Math (562419), страница 16
Текст из файла (страница 16)
This discovery had a significant impact on the understanding of ancient Greek mathematics, for two reasons. The first is the aim of the paper, summarized by Archimedes[2] [54, Vol. 2, p. 221]:
Moreover, seeing in you, as I say, a zealous student and a man of considerable eminence in philosophy, who gives due honour to mathematical inquiries when they arise, I have thought fit to write out for you and explain in detail in the same book the peculiarity of a certain method, with which furnished you will be able to make a beginning in the investigation by mechanics of some of the problems in mathematics. I am persuaded that this method is no less useful even for the proofs the theorems themselves. For some things first became clear to me by mechanics, though they had later to be proved geometrically owing to the fact that investigation by this method does not amount to actual proof; but it is, of course, easier to provide the proof when some knowledge of the things sought has been acquired by this method rather than to seek it with no prior knowledge.

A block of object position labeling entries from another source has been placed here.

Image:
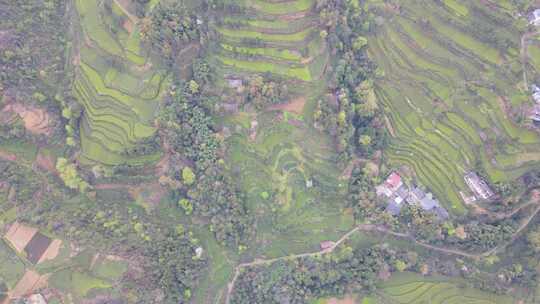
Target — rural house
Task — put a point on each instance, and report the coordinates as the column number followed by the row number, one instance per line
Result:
column 536, row 93
column 534, row 17
column 535, row 114
column 478, row 186
column 398, row 193
column 391, row 185
column 427, row 202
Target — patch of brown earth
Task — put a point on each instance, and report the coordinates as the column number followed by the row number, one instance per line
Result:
column 151, row 193
column 128, row 26
column 293, row 16
column 35, row 120
column 30, row 282
column 347, row 300
column 52, row 251
column 8, row 156
column 20, row 235
column 295, row 106
column 46, row 162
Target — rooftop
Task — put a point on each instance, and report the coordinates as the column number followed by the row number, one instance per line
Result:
column 394, row 180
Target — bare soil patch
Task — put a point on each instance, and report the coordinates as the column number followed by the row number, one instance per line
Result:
column 37, row 247
column 20, row 235
column 46, row 162
column 52, row 252
column 8, row 156
column 295, row 106
column 35, row 120
column 128, row 26
column 29, row 282
column 347, row 300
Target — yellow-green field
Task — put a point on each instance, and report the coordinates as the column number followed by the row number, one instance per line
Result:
column 448, row 91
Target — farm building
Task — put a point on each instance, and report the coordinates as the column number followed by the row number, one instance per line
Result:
column 325, row 245
column 391, row 185
column 534, row 17
column 36, row 299
column 478, row 186
column 535, row 93
column 427, row 202
column 398, row 193
column 535, row 114
column 35, row 246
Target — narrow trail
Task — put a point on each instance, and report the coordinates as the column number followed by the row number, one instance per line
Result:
column 259, row 262
column 381, row 229
column 524, row 53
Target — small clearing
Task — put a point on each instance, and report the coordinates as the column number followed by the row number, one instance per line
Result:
column 30, row 282
column 46, row 162
column 296, row 106
column 20, row 235
column 35, row 120
column 347, row 300
column 52, row 251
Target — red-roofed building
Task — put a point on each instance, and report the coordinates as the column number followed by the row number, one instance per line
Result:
column 391, row 185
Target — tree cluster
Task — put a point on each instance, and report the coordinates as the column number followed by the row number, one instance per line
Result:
column 169, row 28
column 351, row 113
column 298, row 281
column 186, row 127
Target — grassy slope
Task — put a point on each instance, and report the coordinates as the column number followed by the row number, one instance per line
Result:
column 438, row 95
column 119, row 103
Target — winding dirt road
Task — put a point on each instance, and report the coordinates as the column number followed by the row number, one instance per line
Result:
column 381, row 229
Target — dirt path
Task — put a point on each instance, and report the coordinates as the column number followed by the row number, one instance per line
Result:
column 381, row 229
column 524, row 54
column 122, row 4
column 295, row 106
column 259, row 262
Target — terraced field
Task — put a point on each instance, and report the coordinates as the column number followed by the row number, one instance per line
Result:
column 408, row 288
column 280, row 38
column 285, row 167
column 116, row 85
column 453, row 94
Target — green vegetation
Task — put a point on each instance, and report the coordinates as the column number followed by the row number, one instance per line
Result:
column 444, row 125
column 254, row 44
column 412, row 288
column 118, row 94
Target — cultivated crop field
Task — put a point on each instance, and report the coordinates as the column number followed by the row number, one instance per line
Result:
column 116, row 85
column 408, row 288
column 280, row 38
column 453, row 92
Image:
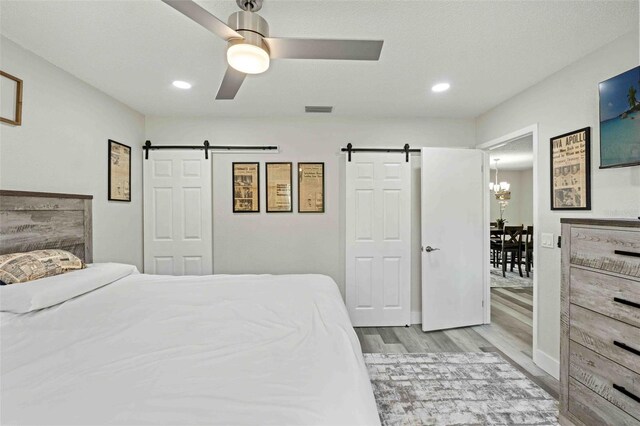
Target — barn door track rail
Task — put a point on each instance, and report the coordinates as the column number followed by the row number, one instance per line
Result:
column 406, row 149
column 206, row 148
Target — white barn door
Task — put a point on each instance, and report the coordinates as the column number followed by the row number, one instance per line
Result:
column 177, row 213
column 455, row 257
column 378, row 238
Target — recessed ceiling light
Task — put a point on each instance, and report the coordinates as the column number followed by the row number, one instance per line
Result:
column 182, row 84
column 441, row 87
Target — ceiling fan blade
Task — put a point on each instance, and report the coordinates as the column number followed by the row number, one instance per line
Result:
column 305, row 48
column 195, row 12
column 230, row 84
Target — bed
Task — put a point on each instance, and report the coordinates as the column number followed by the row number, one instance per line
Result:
column 108, row 345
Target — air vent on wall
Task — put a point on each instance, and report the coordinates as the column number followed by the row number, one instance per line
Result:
column 320, row 109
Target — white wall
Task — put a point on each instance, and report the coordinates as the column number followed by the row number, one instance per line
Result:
column 292, row 242
column 566, row 101
column 520, row 208
column 62, row 147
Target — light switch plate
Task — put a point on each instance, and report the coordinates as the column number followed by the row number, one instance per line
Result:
column 546, row 240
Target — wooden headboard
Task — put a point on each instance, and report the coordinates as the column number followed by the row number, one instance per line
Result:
column 44, row 220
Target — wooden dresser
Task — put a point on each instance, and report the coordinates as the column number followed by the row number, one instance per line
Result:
column 600, row 322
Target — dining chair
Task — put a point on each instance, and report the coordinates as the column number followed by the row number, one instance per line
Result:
column 512, row 245
column 528, row 250
column 495, row 238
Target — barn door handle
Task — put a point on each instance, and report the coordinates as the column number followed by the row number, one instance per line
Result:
column 626, row 302
column 626, row 347
column 623, row 391
column 627, row 253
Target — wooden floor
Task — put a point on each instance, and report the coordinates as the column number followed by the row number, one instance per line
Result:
column 508, row 334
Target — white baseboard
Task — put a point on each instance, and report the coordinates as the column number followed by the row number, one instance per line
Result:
column 547, row 363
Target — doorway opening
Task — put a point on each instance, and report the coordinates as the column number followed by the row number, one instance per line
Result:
column 512, row 193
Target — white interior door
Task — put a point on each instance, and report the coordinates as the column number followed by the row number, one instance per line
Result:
column 454, row 257
column 177, row 213
column 378, row 237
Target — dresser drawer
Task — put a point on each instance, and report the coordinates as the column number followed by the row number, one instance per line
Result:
column 613, row 339
column 611, row 381
column 606, row 249
column 609, row 295
column 593, row 410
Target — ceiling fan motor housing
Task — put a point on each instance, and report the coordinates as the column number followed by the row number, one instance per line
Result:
column 253, row 27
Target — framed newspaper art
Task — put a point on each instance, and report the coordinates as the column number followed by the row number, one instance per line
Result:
column 11, row 95
column 310, row 187
column 279, row 179
column 246, row 187
column 119, row 172
column 571, row 170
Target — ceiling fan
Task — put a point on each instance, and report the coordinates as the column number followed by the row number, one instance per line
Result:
column 250, row 48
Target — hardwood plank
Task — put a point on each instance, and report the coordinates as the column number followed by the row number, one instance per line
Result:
column 412, row 341
column 509, row 303
column 464, row 340
column 524, row 301
column 512, row 313
column 388, row 336
column 550, row 388
column 443, row 342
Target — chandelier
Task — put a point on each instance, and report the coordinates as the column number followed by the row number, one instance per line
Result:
column 500, row 190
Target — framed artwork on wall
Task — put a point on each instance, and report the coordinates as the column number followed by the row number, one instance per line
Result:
column 11, row 102
column 119, row 172
column 246, row 187
column 620, row 120
column 571, row 170
column 279, row 187
column 310, row 187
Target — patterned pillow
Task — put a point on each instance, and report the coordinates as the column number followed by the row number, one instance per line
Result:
column 23, row 267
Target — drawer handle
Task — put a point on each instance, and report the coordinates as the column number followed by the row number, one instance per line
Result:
column 626, row 302
column 626, row 253
column 626, row 347
column 623, row 391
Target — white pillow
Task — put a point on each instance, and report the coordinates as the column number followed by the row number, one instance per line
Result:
column 45, row 292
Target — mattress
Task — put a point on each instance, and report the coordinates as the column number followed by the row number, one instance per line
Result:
column 222, row 349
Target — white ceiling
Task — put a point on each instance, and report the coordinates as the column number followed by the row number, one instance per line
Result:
column 515, row 155
column 488, row 50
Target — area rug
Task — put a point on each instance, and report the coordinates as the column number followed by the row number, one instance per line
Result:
column 511, row 279
column 466, row 388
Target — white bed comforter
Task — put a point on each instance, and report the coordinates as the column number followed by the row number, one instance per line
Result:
column 227, row 350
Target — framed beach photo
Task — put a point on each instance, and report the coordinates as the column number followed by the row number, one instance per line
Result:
column 571, row 170
column 279, row 188
column 246, row 187
column 119, row 172
column 620, row 120
column 310, row 187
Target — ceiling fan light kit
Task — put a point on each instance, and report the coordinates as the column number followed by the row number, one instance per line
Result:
column 251, row 54
column 250, row 49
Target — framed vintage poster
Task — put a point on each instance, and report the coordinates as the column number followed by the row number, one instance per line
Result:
column 620, row 120
column 279, row 178
column 119, row 172
column 246, row 187
column 571, row 171
column 311, row 187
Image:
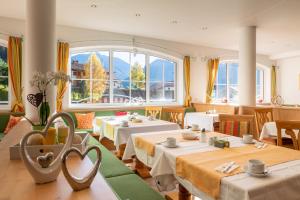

This is a radical divergence from all other extant Greek works, as T.L. Heath explains [6, Supplement, p. 6]:
Nothing is more characteristic of the classical works of the great geometers of Greece, or more tantalising, than the absolve of any indication of the steps by which they worked their ways to the discovery of their great theorems. As they have come down to us, these theorems are finished masterpieces which leave no traces of any rough-hewn stage, no hint of the method by which they were evolved ... A partial exception is now furnished by The Method; for here we have a sort of lifting of the veil, a glimpse of the interior of Archimedes' workshop as it were.
The other surprising aspect of The Method is the revelation that Archimedes worked with infinitesimals, for example, "The triangle GammaZA is composed of the straight lines drawn in GammaZA" [54, Vol. 2, p. 227], "The cylinder, the sphere and the cone being filled by circles thus taken." [8, vol. 3, p. 91], see [1] [42]. As every mathematician knows, infinitesimals were reinvented by mathematicians such as Cavalieri (1598-1647) and Leibniz (1646-1716), see [2] [21]. Archimedes used them to compute the area and volumes of various geometrical figures including what he considered his greatest achievement:[3]
Any cylinder having for its base the greatest of the circles in the sphere, and having its height equal to the diameter of the sphere, is one-and-a-half times the sphere, a result he subsequently proved, On the Sphere and Cylinder, I, Corollary to Proposition 34 [54, Vol. 2, p. 125]. Archimedes understood that his method does not produce valid proofs due to its use of infinitesimals, [4] though it is unclear if the same is true of his successors. In any case, it is easy to make the arguments rigorous, given present knowledge. The basic ideas of The Method are still presented in contemporary calculus courses [35] [51, p. 709], and a physical model of Archimedes's argument has been built [25].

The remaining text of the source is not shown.